The proposed plan to build new dorms on campus that include suite and/or apartment style amenities and to renovate other dorms to also include those features reflects a positive step in student-administration relations. The students are reaching out and the administration needs to do the same.

Most students responding to last year's Campus Life Council survey concerning on-campus housing indicated that they would prefer suite and/or apartment style housing to the current dorm system. This study and the trend of students moving off-campus should indicate that there is a pervasive dissatisfaction with the current state of on-campus housing concerning parietals and single-sex only dorms, which students cite as a reason for leaving campus.

The recommendation does not come as a surprise.
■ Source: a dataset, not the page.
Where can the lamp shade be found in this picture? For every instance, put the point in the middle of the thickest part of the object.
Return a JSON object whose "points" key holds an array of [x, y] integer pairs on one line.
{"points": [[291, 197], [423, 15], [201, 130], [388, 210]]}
Student discontent with on-campus policy has been vocal, yet ignored. From the parietals campout two years ago to the alcohol policy protests last year, students have time and again challenged an administration that has categorically stonewalled them.

But the CLC report was not all dismal. The study showed that 80 percent of students who were either living or planning to live off campus would move back or stay if they were offered more acceptable housing options.

The Board of Trustees needs to seriously consider the Office of the Student Body President's plan. But whether or not they accept it, they need to make changes to the current system of on-campus housing. As the University has developed, its housing system has been left behind. It's time for Notre Dame to give students a campus on which they want to live by offering a choice of on campus housing styles, ending the single-sex only dorm system and abolishing parietals.

Time and again, the students have called for these changes and time and again they have been denied. But now the Board of Trustees is faced with an option: make changes or watch Notre Dame's campus atmosphere continue to deteriorate.